Le procureur général Létitia James et le gouverneur de l'État a souligné que ces recettes fiscales financent les écoles publiques, les programmes sportifs pour les jeunes défavorisés et l'éducation sur le jeu problématique. C’est un détail qui pèse politiquement, car il transforme le cas Kalshi à New York en une question de finances publiques locales, et non seulement de compétence réglementaire.

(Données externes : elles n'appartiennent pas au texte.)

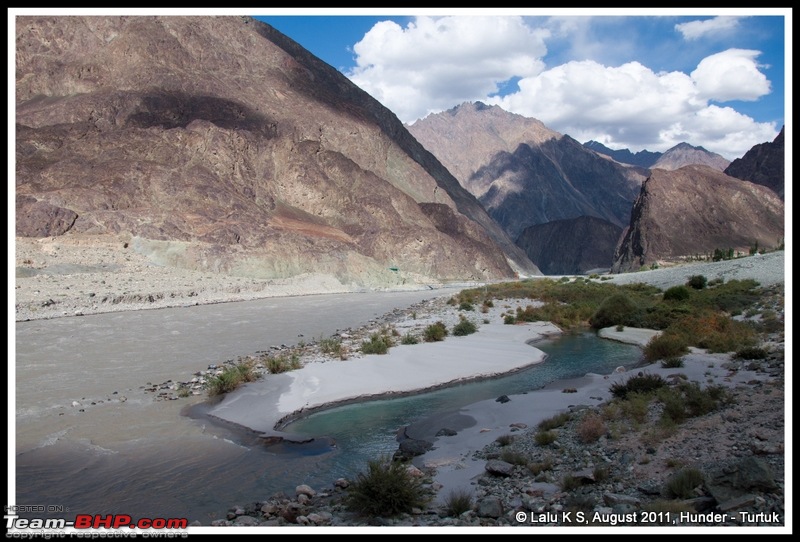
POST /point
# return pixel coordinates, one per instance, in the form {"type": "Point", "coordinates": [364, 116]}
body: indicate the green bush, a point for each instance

Face à cette pression, la CFTC a activé son autorité d'urgence pour ordonner à Kalshi de continuer à opérer dans l'État, après que l'entreprise a demandé l'intervention du régulateur fédéral. Le Président de la CFTC, Mike Seliga réitéré que le Congrès « n’avait pas l’intention que les échanges de produits dérivés soient régis par une mosaïque de lois nationales sur les jeux de hasard », qualifiant Kalshi de plateforme financière qui opère dans plusieurs États et ne devrait donc pas être soumise à des réglementations locales fragmentées.
Un conflit juridictionnel qui dépasse New York
Pourquoi cette histoire importe-t-elle au-delà d’un seul cas ? Parce que cela crée un précédent quant à savoir qui a réellement le dernier mot sur les marchés prédictifs aux États-Unis : les régulateurs des jeux de hasard des États ou l’autorité fédérale des produits dérivés. La CFTC avait déjà poursuivi New York justement pour contester son approche des marchés prédictifs, signe que le conflit institutionnel précède ce procès spécifique et risque de s'étendre à d'autres États dotés de lois similaires.
Sur le plan procédural, Kalshi a demandé que l'affaire soit portée devant un tribunal fédéral, tandis que New York a déposé une demande contraire pour la ramener sous la juridiction de l'État. Les deux requêtes attendent une décision du juge, ce qui signifie que l'issue de l'affaire Kalshi à New York reste toujours suspendue sur un plan purement procédural plutôt que sur le fond.
Ce n’est pas la première fois que Kalshi se retrouve au centre de ce type de tensions entre les États et le régulateur fédéral. Dans le Michigan, la CFTC était déjà intervenue pour aider l'entreprise à poursuivre ses activités après une décision défavorable d'un juge de l'État, mais l'officier d'exécution de Kalshi a ensuite annoncé publiquement que l'entreprise avait néanmoins annulé les opérations demandées par le tribunal. Un épisode qui montre comment, même lorsque la CFTC intervient en soutien, l'issue pratique sur le terrain n'est pas toujours garantie.
FAQ
Quelle stratégie juridique Kalshi a-t-il essayé d’utiliser dans le procès new-yorkais ?
Kalshi a tenté d'utiliser une ordonnance de la CFTC comme moyen de défense pour se protéger du procès intenté par l'État de New York.
Comment le procureur général de New York a-t-il répondu à la défense de Kalshi ?
Le procureur général a rejeté la défense, arguant que la CFTC ne peut pas fabriquer de conflits ou s'appuyer sur des interprétations incorrectes des règles pour revendiquer une compétence exclusive.
En quoi consiste le conflit réglementaire impliquant Kalshi ?
Le différend concerne la tentative de New York de réglementer Kalshi en vertu des lois de l'État sur les jeux de hasard, tandis que la CFTC revendique une compétence fédérale exclusive sur les marchés prédictifs en tant que swaps financiers réglementés par le gouvernement fédéral.